It will be asked by what steps the ascent was made, and what the height from which the new spiritual horizons were discerned; what was the train of thought which brought back the possibility of saying the Church’s Creed? The mental process, if it can be disentangled from an exercise which engaged all the faculties of soul and spirit, was probably that suggested in the words of Amiel: ‘Chacun ne comprend que ce qu’il retrouve en soi.’ But the research and the retrieval were not simply individual and within, they involved the scrutiny of widespread religious instincts, cravings and needs. They were aided above all by the contemplation of martyr deaths and martyr lives, which in their continuous and abiding witness to the faith are seen to constitute a claim to authority.
Miss Beale herself strove to show how the doubting spirit was silenced by an answer of faith, in a little paper called ‘Building,’ which is dated September 8. Here she wrote:—
‘Sweep away external proofs, we must believe in a God and in His love.
‘We see He speaks to His children through the wondrous language of Nature, drawing them to His Heart and teaching ever new trust through it.
‘He shows His Father Heart in the love of the human, ignorant,—for the child.
‘In all ages He has made man feel His Presence in the heart and yearn after Him.
‘There is a long witness down the ages that to those who long for His Presence and follow holiness, He gives the great reward of His conscious sympathy, speaking in their hearts, so that they know it is His Voice.
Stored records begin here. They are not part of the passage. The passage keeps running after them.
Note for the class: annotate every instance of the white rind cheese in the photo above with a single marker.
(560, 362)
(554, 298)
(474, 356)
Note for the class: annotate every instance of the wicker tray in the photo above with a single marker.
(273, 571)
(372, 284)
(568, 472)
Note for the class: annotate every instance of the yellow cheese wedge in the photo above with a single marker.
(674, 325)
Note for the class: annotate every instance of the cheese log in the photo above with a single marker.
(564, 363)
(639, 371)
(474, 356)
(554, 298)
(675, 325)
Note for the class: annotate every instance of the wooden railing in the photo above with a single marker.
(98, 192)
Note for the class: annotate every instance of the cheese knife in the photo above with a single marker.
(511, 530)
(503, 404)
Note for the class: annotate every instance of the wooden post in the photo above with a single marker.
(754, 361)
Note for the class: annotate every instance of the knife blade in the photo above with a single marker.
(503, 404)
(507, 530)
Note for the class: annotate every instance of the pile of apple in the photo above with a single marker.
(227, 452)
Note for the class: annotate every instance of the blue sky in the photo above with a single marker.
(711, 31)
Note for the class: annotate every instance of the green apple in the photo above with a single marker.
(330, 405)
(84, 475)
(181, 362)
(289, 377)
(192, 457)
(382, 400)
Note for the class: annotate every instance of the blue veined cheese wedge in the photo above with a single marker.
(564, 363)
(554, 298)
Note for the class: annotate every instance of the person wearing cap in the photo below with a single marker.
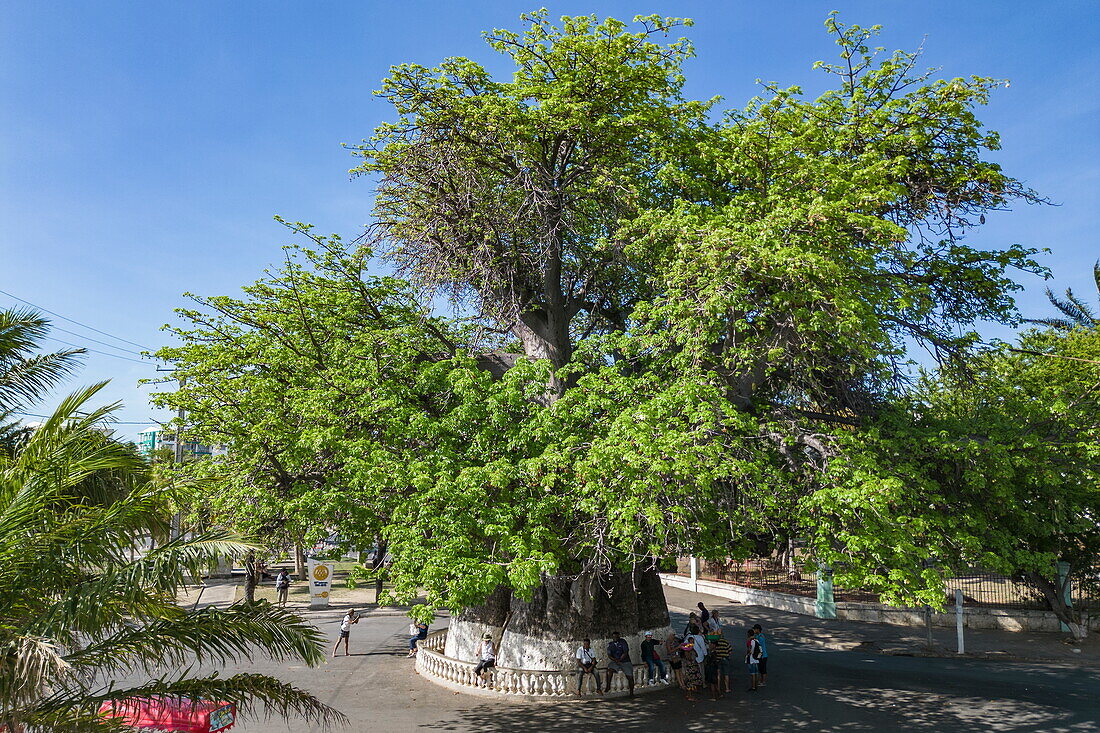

In different ages, in different ways, as men need the language they understand.
‘To Abraham and the prophets, to Socrates, to Buddha teaching the Karma, to Moses the divine writing,—to saints who sought Him in later times.
‘Why impeach the testimony of Christendom as to the Resurrection, if it is what we must believe in, if it is just the good news for which the world was then dying? We know Paul and John believed it, and men believed them then; and the miracle of the Christian Church which is before our eyes, and the teaching of the Christ is found to be the food of the soul, and in prayer as men drink it in, they hand on Sacramental life, which is its own witness. We want that!
‘We can believe that for some inscrutable reason the Eternal educates His children in time.